Umbrella palms Cyperus alternifolius and C. involucratus, Dwarf Papyrus (Cyperus isocladus) and Giant Papyrus (Cyperus papyrus) will produce new growth from the base of the inflorescence. This occurs mainly when the inflorescence is brought in contact with water. It’s not necessary to remove the stem from the parent plant to trigger this behavior. In C. isocladus, I have even seen it occur when the stem was merely bent down without actually touching the water.
A different member of the Cyperaceae family uses a slightly different strategy. Dwarf Bamboo (Dulichium arundinaceum) creates plantlets along the stem when floated in water. The plantlet will sprout from between the segments of the stem.
To encourage this behavior, simply bend the stems downward so that at least part of the stem is floating horizontally. Once the new plantlets have formed, the parent stem can be cut off and pushed gently or slightly submerged into wet soil.
Several species of the genus Nymphoides are also known to propagate viviparously by production of plantlets from leaves separated from the parent plant.

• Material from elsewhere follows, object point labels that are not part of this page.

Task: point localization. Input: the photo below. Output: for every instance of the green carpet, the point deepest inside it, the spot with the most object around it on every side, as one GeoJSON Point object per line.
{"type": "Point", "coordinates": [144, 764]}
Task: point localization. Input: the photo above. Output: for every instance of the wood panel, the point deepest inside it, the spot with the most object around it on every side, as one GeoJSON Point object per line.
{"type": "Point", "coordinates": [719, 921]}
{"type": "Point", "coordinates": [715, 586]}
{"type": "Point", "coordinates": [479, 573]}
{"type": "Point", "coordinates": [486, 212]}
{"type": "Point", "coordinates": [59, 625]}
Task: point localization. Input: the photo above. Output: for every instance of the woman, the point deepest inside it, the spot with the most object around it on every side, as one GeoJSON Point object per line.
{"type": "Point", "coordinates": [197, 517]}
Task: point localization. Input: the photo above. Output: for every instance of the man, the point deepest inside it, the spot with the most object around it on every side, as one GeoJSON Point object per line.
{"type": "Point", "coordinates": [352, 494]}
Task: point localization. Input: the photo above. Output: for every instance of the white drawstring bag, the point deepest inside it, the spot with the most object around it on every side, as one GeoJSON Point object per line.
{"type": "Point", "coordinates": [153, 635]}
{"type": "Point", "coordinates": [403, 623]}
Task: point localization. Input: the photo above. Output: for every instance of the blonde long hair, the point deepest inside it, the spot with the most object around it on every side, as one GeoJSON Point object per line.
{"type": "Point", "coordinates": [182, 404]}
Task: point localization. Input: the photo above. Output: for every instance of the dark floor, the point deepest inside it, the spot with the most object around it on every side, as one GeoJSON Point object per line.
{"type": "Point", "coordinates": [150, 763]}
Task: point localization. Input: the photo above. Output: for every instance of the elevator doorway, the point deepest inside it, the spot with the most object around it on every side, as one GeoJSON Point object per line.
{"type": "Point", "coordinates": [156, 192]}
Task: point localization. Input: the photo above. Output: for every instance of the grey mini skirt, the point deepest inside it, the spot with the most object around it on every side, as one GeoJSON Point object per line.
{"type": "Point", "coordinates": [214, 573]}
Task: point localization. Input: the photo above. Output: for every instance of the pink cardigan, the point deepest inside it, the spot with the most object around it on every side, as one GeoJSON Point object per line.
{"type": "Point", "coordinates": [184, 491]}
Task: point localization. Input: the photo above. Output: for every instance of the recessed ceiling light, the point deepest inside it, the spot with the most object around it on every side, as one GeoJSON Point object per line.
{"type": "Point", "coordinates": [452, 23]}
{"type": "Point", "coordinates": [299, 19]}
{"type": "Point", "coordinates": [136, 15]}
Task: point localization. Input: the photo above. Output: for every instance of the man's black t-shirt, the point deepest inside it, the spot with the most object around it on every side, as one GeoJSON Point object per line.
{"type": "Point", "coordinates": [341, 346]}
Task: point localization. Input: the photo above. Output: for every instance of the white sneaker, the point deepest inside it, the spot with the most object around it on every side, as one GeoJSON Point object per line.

This is part of why N. peltata (floating heart) can be so invasive and difficult to remove in earth-bottom ponds. The native water snowflake (N. cordata) also exhibits this behavior.
These propagation strategies allow aquatic plants to multiply quickly and take advantage of good growing conditions. It is not surprising that these plants have gotten so creative. In a natural environment, good growing conditions can be limited by many factors, such as water depth, clarity, temperature, sunlight, nutrients and predation. Plants are constantly jockeying for position, especially at the water’s edge, and they use these vegetative propagation strategies to try to outcompete their neighbors. As growers we can use these behaviors to our advantage, and we may even enhance or inhibit them through hybridization.